You bring up an excellent point - and one which many people seem to ignore.
Various sorts of blind tests can largely eliminate the effects of an expectation bias to hear a difference if there isn't any.
However, it's impossible to completely eliminate an expectation bias to
NOT hear a difference.
It's quite possible that people become less likely to hear or report subtle differences if they don't expect a difference to be present.
There is also a widely known tendency for humans to respond to peer pressure when publicly reporting their experiences.
And there are even more interesting and subtle possibilities for error.
For example, we humans have a negative reaction to "failed expectations".
We tend to get frustrated when our expectations aren't met.
So, for example, someone who is expecting to hear "a big obvious difference", and fails to hear an obvious difference, may be less likely to notice a subtle difference.
(Because, after being frustrated at not hearing the obvious difference they expected to hear, they are less carefully focussed on noticing subtle differences.)

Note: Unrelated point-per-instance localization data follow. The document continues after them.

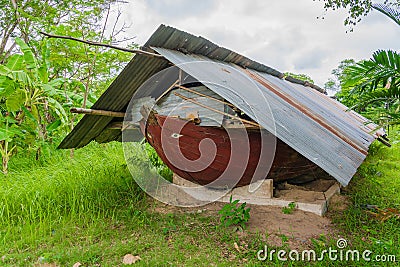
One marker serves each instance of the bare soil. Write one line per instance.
(299, 228)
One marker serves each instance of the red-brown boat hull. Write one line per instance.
(280, 164)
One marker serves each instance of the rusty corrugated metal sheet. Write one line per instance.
(307, 120)
(313, 124)
(115, 98)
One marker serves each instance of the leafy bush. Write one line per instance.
(290, 208)
(232, 214)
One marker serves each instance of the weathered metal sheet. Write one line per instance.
(115, 98)
(316, 126)
(301, 117)
(172, 105)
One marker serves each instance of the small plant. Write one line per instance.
(290, 208)
(234, 214)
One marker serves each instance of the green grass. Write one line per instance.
(89, 209)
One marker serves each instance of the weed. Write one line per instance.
(234, 214)
(290, 208)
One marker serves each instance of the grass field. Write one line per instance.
(61, 210)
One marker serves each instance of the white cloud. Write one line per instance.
(284, 34)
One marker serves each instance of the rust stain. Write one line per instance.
(262, 81)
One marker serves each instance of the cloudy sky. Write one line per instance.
(284, 34)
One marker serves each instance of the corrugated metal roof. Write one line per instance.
(313, 124)
(308, 121)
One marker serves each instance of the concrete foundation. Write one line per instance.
(314, 200)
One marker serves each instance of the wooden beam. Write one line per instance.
(217, 111)
(98, 112)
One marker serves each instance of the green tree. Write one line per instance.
(40, 78)
(358, 8)
(29, 101)
(376, 84)
(333, 84)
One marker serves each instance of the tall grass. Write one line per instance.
(37, 195)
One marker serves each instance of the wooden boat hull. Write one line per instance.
(179, 138)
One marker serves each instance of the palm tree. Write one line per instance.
(388, 11)
(376, 83)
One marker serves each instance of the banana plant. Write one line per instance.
(30, 102)
(376, 85)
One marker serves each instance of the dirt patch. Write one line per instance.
(296, 229)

There are ways in which some of this
COULD be tested statistically... if anyone was willing to bother.
Here's one suggestion for how to do so.
(In order to produce valid test results you would want a large number of test subjects to take the test.)
Test files could be made up with known flaws - perhaps different amounts of deliberately added noise or distortion.

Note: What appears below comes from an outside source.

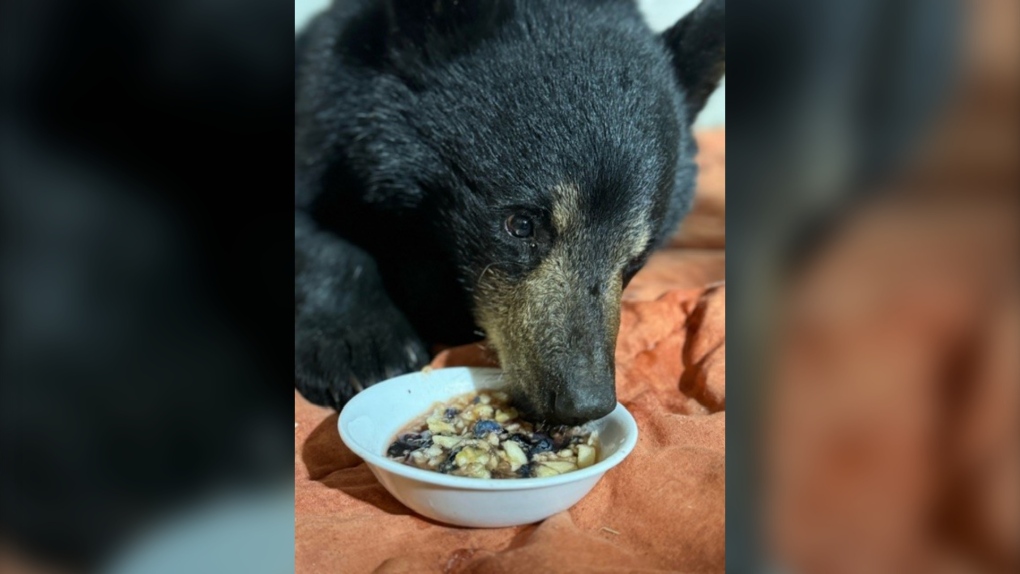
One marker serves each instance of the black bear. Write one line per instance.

The basic test procedure would be to run a bunch of trials to determine at what level each test subject could reliably detect and report the presence of the distortion.
HOWEVER, the test would be run multiple times, with different groups of test subjects, with each group subjected to a DIFFERENT EXPECTATION BIAS.
(Using some sort of pretext, perhaps by being told that something else was being tested, one group would EXPECT the files to be different,
one group would EXPECT them NOT to be different, and a third group would have no particular expectation either way - they would be told that some files might be different.)
It would be VERY interesting to see how the "ability to notice and report a difference" would differ between the neutral group and the two groups with "pre-loaded biases".)
There is also another sort of bias which needs to be accounted for - and which is often used to major advantage in group situations: peer pressure.
Put someone in a room full of people, and ask people to "raise their hands if they hear a difference".
As soon as a few people raise their hands, it creates a desire to "raise your hands and become part of the group".
This both biases people to raise their hands, even if they don't hear a difference, and actually creates a bias to WANT and EXPECT to hear a difference.
And, the exact converse of that, place someone in a room full of skeptics, most of whom don't raise their hands, and there is a bias NOT to "raise their hand and go against the group".
(Anyone who runs demonstrations knows how effective it is to place a few shills in the room to raise their hands at the appropriate time and "get the ball rolling".)
This effect is widely known... and described in many textbooks on the subject.... for example, Cialdini's text book on "Influence", which is course material in Harvard business school.
Both of these effects are well know... and both need to be accounted for.
The "group effect" can be accounted for by doing the tests in isolation.....
Where each person takes the test separately, and reports their results separately, and is NOT allowed to see other results until after the total is tallied.
Note how this is the exact OPPOSITE of running an online study where everyone gets to see a running total of the results their peers have already turned in.
When you do that you are introducing TWO distinct problems:
- you are introducing an EXPECTATION in each new subject to experience what the majority of previous subjects have already reported
- you are creating peer pressure to WANT to both experience and report results similar to what most others have already reported
I might also suggest an interesting way to test for that last sort of bias.... which is simply to create a phony bias and see how it affects the results.
The way to do that is relatively simple....
Create some sort of fair test and present it to three groups of test subjects; you could use BigShot's test of "which lossy compressed files are audible".
(The only requirement is that the range of differences is wide enough that it is unlikely to be "obvious to everyone".)
One group is told that "fifty people have already taken the test, and 92% of them heard an obvious difference"...
(You have now created both an expectation bias and a peer pressure bias in that group to expect and want to hear a difference.)
The other group is told "fifty people have already taken the test, and the resuts were statistically random"...
(You have now created both an expectation bias and a peer pressure bias in that group to expect and want to NOT hear a difference.)
The third group is told that they are the first ones to take the test - and they won't get to see the results tallied until their results are all turned in.
(This group is truly neutral in terms of bias.... except, of course, for any biases they may already have.)
If the results are significantly different - then you may infer that the differences were due to the initial bias.
Yep, I and many others have had the same experience. It's amazing how we can hear clear and consistent differences between gear, and they're consistent with what other people report, yet those differences seem to disappear when doing controlled blind testing.
Matching volumes is important to avoid something a bit louder seeming more 'dynamic' or whatever. Matching music segments is important to avoid applying perception to different raw material and getting different perceptual results for that reason alone (e.g., one segment has much different bass content than another). Minimizing switching time is important to reduce the effects of rapidly fading sensory memory. Blinding is important to reduce the effects of perceiving differences that we expect to perceive; but we can also not perceive differences because we expect that things will sound the same, and blinding doesn't solve that problem at all (i.e., if you expect things to sound the same, you may perceive it that way without really trying to find differences, and therefore just guess in the trials, so a null result is produced because it was expected).
I still think all listening tests are subject to problems related to 'trusting our ears' and 'trusting our memories', and results of one type of listening test may not necessarily generalize to other listening situations, but I'm inclined to think that controlled blind tests should be helpful in ruling out the possibility of large differences caused by expectation of large differences.